Lights up. Smoke machine. Kick drum and synth. Worship.
I am spending my weekend managing the visual production in a youth venue at a Christian festival. I get to play with some super cool tech (see previous post), helping various seminar speakers to get their tech working (which involves a lot of setting up of Powerpoint).
In the midst of all this busyness–and because I have 10 minutes spare–I feel it would be remiss not to ask a question.
What is the point of the show?
150 young people jumping, shouting, dancing together. Loud music, songs of hope. A party.
And how can I participate in this show with anything like a clear conscience?
Extravagant festivals are nothing new to the people of God, being occasions when everyone comes together in gladness and joy to celebrate God’s goodness. So I’m not going to be puritanical in my condemnation of this kind of enjoyment.

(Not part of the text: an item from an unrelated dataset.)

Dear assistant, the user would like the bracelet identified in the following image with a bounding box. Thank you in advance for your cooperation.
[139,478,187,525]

There are those who might say that worship should be simple, emphasising the fact we don’t need ritual or show to reach God. Yet I fear such an idea rather misses the point: This ritual, the dancing and shouting and music is as old as the human race. To reject it for being deceitful or obscuring the Gospel then begs the question– What Gospel?
Sure such a show would deny a Gospel which demands young people sit neatly, behave themselves and deprive themselves of the earth’s good fruits (fruits which God commanded should come forth from the earth!).

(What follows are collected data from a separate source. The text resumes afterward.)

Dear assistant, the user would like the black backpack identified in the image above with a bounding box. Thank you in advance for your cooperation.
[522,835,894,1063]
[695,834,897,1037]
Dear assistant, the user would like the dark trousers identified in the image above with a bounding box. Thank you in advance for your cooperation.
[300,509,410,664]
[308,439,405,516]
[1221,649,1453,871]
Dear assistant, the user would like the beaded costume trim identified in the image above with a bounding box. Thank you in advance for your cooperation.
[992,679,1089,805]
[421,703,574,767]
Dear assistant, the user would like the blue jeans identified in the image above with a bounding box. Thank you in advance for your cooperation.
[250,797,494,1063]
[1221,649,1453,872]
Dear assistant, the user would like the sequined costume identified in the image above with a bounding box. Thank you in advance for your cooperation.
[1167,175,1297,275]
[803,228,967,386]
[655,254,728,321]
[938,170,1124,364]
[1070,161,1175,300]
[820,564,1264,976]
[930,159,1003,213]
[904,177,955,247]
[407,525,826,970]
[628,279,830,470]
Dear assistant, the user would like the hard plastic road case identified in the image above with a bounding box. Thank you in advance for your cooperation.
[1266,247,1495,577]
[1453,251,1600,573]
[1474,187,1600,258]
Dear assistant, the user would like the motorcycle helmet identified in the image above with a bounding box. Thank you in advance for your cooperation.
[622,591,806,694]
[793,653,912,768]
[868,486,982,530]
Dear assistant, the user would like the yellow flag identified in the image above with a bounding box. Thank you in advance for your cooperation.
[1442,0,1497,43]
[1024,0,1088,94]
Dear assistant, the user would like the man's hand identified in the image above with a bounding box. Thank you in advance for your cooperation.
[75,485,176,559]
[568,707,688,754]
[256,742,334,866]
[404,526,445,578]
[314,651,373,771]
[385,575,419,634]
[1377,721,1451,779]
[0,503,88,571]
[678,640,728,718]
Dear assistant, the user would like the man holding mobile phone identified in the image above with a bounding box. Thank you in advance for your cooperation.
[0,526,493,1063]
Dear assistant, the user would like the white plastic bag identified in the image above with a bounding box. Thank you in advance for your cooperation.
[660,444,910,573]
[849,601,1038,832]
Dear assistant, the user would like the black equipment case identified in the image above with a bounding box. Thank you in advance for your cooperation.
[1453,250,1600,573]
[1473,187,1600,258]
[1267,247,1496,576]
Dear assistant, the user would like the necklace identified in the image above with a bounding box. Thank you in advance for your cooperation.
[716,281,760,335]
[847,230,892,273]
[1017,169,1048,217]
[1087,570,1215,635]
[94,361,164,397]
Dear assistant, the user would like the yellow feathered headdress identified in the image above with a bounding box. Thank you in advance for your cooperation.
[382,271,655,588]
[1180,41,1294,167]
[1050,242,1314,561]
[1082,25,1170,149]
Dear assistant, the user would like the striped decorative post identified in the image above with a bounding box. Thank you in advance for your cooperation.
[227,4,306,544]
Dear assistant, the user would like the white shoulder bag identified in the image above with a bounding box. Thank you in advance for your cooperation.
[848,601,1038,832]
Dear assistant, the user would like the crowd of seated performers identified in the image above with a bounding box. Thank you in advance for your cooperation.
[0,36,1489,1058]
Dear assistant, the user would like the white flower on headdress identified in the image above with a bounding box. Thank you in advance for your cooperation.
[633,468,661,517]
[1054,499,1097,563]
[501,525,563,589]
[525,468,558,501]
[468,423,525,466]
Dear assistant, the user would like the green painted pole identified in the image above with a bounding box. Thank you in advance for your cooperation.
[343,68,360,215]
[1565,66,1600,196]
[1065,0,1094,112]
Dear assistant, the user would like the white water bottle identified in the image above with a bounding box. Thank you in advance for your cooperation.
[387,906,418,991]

I think the true Gospel is for whole human beings. Whole human being who use their bodies to jump around and their mouths to sing and their arms to embrace. It is not for minds sitting on hard pews.
And so I want to serve and be part of these young people’s lives as they come together to participate in rhythms older than time, to feel the warm love of friends and to give glory and honour to the One from whom all these good things come.